Sunday, April 26, 2020

Pandemic Seen Intensifying Anti-Moscow and Separatist Attitudes in Russia’s Regions


Paul Goble

            Staunton, April 24 – Moscow’s assumption that its approach to the pandemic must be applied cookie-cutter fashion across the country even as the Kremlin insists the federal subjects take charge and the spread of the virus by Muscovites travelling outside their city have combined to intensify anti-Moscow and even separatist attitudes, Oksana Zaharova says.

            For the regions and republics, it is bad enough when they are ordered around by the Kremlin and the Russian government; but in this pandemic, Vladimir Putin’s decision to defer to Moscow Mayor Sergey Sobyanin as his point man has someone ostensibly giving orders to the country who legally is at the same level as the heads of the other regions and republics.

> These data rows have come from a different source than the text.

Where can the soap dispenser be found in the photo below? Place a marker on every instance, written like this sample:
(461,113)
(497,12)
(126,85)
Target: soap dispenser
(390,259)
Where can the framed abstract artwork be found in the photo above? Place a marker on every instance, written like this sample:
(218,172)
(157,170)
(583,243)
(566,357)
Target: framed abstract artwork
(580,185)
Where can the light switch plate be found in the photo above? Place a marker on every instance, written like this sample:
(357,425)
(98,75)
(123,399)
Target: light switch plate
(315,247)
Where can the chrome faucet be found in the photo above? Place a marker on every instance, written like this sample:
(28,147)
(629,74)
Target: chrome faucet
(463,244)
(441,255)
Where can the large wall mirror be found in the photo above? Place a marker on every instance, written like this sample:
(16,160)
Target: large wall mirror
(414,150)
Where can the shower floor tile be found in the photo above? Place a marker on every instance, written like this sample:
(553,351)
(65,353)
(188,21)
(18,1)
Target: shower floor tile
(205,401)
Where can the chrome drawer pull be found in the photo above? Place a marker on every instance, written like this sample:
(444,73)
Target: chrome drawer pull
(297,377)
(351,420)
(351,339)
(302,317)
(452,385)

            And at the same time, those coming from Moscow either to enforce the center’s will or fleeing from restrictions in the capital are violating local ordinances about isolation and spreading the infection. (For an especially egregious example, see znak.com/2020-04-25/v_hakasii_muzhchina_iz_moskvy_ne_soblyudal_samoizolyaciyu_i_zarazil_34_cheloveka).

            Both of these things are especially offensive under the conditions of the coronavirus pandemic. Ukrainian commentator Zaharova says that in Russia’s regions, “people are tired of welcoming uninvited guests” from Moscow and are unceremoniously telling them to go back to where they came from (cont.ws/@oksanazaharova/1653673).

            There are reports that these calls have been accompanied by direct threats in Tambov and Tver Oblasts, and there is the much-publicized suggestion by the Kurgan Oblast governor that talking about burning Muscovites at the stake does nothing to add to the region’s reputation even if all they are doing is trying to protect themselves from the pandemic.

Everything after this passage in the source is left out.